Cash Is a Good Thing
Once a small business is underway, there are a variety of ways to keep the cash flow coming
without having to takeout loans.
"One of the most common is that the owners re-invest their salaries into the business for
some time," says Comeau-Shirley. "Of course, that's code for not taking any money out. But you need
to get to the point where there's an inflow of cash that you can show to a lender when the time
comes."
Today's technology plays a major role in helping small businesses cut expenses.
"Setting up an office has become much more affordable as technology prices drop," says
Comeau-Shirley. "Even setting up your own Web site is fairly simple. There is software now that
allows you to get your name out there, send out fliers and add that air of credibility that a Web
address gives you, without having to hire someone for $30,000 to come up with a design."

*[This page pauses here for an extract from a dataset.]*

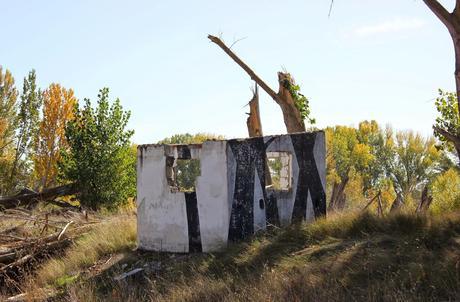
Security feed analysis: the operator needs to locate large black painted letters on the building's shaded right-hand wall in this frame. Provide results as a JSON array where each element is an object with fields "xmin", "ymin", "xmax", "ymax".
[{"xmin": 228, "ymin": 133, "xmax": 326, "ymax": 241}]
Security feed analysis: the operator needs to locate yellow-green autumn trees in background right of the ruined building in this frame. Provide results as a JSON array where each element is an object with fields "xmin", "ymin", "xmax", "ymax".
[{"xmin": 326, "ymin": 121, "xmax": 453, "ymax": 209}]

Will having some debt be a deterrent to a lender giving you more? Not necessarily, says
Comeau-Shirley. "Some amount of debt is fine. If a company comes in with debt, but the lender has
faith in the company, they'll have faith that the debt will be taken care of."
"Some debt is not a bad thing," agrees Garrett. "But you have to manage it, just as you do
your assets. In a way, a little debt is almost a kicker to keep things real."
The Right Write-Off
One of the lures of owning a business is the idea of taking write-offs for expenses and
losses. But before you start thinking that you'll never pay taxes again, talk to an expert.
"Unfortunately with tax law, there's always a caveat," says Kathie Gottlieb, a partner with
Donner, Weiser & Associates, who works largely with small and new businesses. "Everything has a
'but' on it. It's always better to get your question about a write-off answered first than to try
to undo something later."
One of the most common questions Gottlieb fields is about home offices. "You can't have
access to or use of another office," says Gottlieb. "If you don't, then you can also consider your
expenses - from mortgage to pest control - and take a percentage deduction based on your square
footage."
The "but" is that the office must be used exclusively for business; it can't be a corner of
the kitchen.
Another frequently asked question has to do with vehicle purchases. "Generally, an auto has
limits on how much you can write off each year," says Gottlieb. "But a vehicle of more than 6,000
pounds that was put in service before October 2004 could be written off 100 percent. That meant a
lot of people were out buying Hummers and SUVs. That amount has now dropped so the write-off limit
is $25,000, which is still good."
But whether you're treating a client to dinner at a five-star restaurant, buying a fancy
laptop or eyeing a new car, one rule always applies to write-offs, Gottlieb cautions. "Never let
the tax benefits outweigh common sense."